Chilean politician (1873–1951)

Alejandro Lira Lira (3 April 1873 – 6 July 1951) was a Chilean lawyer, academic, diplomat and politician who served as a member of the Chamber of Deputies of Chile and held several ministerial and diplomatic posts.

Born in Santiago, he was the son of José Gregorio Lira Argomedo and Escolástica Lira Soiza. He studied at Colegio San Ignacio and later studied law, qualifying as a lawyer on 24 June 1897. He subsequently taught mining law and philosophy of law at the University of Chile, and mining law and civil law at the Pontifical Catholic University of Chile, where he also served as secretary-general.

A member of the Conservative Party, Lira was elected deputy for Lontué and Curepto for the 1912–1915 legislative period. He served on the Permanent Commissions of Legislation and Justice and Social Legislation. Reelected for the same constituency for the 1915–1918 term, he continued on the Social Legislation Commission and served as a substitute member of the Permanent Commission of War and Navy.

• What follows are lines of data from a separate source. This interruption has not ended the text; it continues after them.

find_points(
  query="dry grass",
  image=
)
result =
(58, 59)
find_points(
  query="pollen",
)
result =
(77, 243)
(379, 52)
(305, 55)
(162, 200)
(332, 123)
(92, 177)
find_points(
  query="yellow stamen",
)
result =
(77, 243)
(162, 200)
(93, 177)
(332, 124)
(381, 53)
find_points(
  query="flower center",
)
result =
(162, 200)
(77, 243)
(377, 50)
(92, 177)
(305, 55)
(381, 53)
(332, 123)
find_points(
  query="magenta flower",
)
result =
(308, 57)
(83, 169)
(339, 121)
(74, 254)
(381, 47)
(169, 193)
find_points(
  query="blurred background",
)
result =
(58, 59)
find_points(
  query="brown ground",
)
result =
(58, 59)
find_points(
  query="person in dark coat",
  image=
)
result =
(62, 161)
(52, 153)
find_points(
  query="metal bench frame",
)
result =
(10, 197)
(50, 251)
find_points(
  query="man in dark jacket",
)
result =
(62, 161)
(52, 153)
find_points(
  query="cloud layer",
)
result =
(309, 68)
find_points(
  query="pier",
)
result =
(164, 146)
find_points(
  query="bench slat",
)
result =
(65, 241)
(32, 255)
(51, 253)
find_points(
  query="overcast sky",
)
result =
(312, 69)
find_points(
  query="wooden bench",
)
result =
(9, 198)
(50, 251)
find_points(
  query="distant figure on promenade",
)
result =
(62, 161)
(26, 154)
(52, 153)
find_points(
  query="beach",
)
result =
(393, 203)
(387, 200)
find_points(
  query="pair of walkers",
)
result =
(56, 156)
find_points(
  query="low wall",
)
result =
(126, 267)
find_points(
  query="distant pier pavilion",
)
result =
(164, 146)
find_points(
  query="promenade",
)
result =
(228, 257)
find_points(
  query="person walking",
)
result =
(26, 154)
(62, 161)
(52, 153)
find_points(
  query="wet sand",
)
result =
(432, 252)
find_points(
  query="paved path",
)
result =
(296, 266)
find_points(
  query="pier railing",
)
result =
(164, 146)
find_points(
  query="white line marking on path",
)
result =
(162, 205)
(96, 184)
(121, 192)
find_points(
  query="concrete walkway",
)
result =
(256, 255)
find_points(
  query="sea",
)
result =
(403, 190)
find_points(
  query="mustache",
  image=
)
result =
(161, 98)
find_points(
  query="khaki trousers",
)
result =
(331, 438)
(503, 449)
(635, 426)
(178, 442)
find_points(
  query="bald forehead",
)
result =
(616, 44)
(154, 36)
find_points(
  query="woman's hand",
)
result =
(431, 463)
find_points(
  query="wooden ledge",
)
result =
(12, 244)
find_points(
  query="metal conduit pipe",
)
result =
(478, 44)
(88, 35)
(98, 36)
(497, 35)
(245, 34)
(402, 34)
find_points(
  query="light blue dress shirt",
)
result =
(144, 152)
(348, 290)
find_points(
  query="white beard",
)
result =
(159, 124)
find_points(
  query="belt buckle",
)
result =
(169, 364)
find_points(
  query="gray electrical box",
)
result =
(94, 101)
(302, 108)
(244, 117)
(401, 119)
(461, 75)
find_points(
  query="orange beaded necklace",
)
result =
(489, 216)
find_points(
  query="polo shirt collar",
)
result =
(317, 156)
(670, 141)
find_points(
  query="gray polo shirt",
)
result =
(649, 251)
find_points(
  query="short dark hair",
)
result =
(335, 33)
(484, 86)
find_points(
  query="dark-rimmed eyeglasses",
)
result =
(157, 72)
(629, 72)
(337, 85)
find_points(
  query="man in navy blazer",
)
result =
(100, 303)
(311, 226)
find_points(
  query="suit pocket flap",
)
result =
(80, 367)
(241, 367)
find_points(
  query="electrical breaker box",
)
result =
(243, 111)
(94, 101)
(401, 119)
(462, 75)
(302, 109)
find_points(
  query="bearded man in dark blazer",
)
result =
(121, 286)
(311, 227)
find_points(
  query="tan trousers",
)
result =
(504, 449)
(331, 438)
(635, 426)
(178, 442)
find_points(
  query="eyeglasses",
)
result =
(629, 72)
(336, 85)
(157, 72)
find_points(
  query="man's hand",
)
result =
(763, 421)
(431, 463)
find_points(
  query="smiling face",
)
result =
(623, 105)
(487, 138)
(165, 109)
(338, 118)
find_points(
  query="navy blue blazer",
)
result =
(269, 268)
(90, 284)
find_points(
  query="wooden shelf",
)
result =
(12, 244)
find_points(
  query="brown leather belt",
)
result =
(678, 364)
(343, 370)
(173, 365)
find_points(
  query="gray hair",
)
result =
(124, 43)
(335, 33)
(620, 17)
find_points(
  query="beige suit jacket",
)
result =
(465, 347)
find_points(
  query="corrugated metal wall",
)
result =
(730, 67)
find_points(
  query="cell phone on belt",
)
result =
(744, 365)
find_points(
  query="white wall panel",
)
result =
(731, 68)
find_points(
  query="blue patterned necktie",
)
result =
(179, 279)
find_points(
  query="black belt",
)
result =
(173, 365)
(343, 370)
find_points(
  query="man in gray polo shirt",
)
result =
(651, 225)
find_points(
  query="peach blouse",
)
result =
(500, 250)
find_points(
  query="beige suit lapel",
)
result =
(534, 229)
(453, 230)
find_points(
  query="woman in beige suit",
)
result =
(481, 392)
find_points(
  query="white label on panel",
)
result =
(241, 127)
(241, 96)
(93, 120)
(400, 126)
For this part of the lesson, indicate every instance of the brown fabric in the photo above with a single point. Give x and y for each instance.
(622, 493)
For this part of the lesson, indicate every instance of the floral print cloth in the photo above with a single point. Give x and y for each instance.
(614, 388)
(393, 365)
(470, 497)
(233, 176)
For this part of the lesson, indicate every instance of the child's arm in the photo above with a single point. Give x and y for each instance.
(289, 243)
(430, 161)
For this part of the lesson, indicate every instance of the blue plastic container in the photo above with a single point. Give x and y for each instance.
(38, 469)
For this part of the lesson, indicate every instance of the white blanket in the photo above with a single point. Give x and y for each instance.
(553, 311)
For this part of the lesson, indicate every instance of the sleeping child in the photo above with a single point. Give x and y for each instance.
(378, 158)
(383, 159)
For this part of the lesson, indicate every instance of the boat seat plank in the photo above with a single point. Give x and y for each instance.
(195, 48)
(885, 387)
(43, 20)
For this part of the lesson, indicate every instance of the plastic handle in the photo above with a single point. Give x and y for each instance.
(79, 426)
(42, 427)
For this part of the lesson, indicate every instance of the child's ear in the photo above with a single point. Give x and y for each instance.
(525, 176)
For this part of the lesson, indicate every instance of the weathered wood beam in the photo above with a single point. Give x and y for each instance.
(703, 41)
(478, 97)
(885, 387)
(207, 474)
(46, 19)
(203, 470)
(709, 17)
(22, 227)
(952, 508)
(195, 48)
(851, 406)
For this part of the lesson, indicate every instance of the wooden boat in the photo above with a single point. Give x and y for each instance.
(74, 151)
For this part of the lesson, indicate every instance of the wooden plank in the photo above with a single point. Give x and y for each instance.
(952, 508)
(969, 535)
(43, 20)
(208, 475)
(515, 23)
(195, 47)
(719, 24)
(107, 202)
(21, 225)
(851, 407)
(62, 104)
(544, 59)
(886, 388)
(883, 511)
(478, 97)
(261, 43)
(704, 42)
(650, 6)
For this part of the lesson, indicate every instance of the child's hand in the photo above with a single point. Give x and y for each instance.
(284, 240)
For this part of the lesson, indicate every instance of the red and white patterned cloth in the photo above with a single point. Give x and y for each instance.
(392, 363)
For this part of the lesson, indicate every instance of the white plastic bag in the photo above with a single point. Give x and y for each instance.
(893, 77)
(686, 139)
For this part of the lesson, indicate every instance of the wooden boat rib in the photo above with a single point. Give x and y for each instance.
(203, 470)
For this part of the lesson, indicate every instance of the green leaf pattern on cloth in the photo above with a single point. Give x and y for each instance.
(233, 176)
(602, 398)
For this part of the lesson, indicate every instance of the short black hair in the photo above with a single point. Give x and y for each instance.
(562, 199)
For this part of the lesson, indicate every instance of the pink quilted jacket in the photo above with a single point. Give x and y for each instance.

Lira served as Minister of War and Navy in June 1907 under President Pedro Montt, and as Minister of Foreign Affairs from 17 December 1914 to 15 December 1915 under President Ramón Barros Luco. During the latter tenure, he contributed to maintaining Chilean neutrality during World War I.

He was also active in mining law and wrote a proposed general reform of Chilean mining legislation. He served as a director of the Sociedad Nacional de Minería for fifteen years and later as an honorary director. In 1927, he headed the Chilean delegation to the Sixth International Conference of American States in Havana, and from 1931 to 1933 served as Chilean ambassador to the Holy See.

Lira died in Santiago on 6 July 1951.